- 34°29′27″S 150°20′03″E﻿ / ﻿34.4907°S 150.3342°E
- Location: 5 Market Street, Berrima, Wingecarribee Shire, New South Wales, Australia

New South Wales Heritage Register
- Official name: Nurses Cottage
- Type: state heritage (built)
- Designated: 2 April 1999
- Reference no.: 99
- Type: Cottage
- Category: Residential buildings (private)

= Nurses Cottage =

Nurses Cottage is a heritage-listed cottage at 5 Market Street, Berrima, Wingecarribee Shire, New South Wales, Australia. It is also known as Rose Cottage. It was added to the New South Wales State Heritage Register on 2 April 1999.

== History ==

It was built as nurses' quarters c. 1890 for the occupants of the Magistrate's House.
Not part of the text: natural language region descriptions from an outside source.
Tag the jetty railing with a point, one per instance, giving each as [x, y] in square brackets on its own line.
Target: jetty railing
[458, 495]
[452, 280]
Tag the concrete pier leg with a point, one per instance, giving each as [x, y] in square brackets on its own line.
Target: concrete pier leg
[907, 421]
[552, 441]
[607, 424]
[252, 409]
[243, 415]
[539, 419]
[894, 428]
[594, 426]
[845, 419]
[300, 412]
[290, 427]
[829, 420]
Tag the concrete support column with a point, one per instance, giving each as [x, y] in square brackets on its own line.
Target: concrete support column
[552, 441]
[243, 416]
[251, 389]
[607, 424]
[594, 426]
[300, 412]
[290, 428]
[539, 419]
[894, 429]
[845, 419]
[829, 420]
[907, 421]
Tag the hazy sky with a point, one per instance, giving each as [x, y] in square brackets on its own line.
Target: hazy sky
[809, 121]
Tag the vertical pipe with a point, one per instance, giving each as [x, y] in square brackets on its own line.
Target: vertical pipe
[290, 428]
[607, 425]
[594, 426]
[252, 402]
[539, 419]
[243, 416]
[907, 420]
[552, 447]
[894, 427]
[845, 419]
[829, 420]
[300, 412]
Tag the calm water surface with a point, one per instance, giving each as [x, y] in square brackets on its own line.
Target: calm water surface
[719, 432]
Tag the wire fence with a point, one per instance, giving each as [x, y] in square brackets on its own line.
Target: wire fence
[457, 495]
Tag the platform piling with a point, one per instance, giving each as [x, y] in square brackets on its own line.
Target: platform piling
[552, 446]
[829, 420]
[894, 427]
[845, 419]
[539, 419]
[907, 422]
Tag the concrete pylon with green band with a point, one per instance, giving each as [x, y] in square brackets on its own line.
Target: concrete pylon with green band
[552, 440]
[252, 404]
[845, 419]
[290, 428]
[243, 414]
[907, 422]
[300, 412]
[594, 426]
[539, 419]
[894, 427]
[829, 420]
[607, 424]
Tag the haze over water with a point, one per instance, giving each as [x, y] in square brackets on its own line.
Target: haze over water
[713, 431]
It has also been used as a baby health care centre and as a shop for gifts and collectibles.

==Description==

Nurses Cottage is a small single storey weatherboard cottage with a gabled roof continued as a skillion over the front verandah. The verandah features square timber posts and scalloped boarding to ends (probably later fabric). The main gables have small louvered vents with pointed heads. The windows to front elevation are 2 x 6 pane sashes.

==Significance==

The former Nurses Cottage is significant to the local community as part of the early housing stock of the town and as a site associated with the Magistrate's House adjacent. Is also a typical representative - in its overall form and what remains of its original detail - of the many small 19th century weatherboard cottages in Berrima. The cottage is also part of the Market Place precinct and Magistrate's House/ White Horse Inn group of buildings.

== Heritage listing ==
Nurses Cottage was listed on the New South Wales State Heritage Register on 2 April 1999.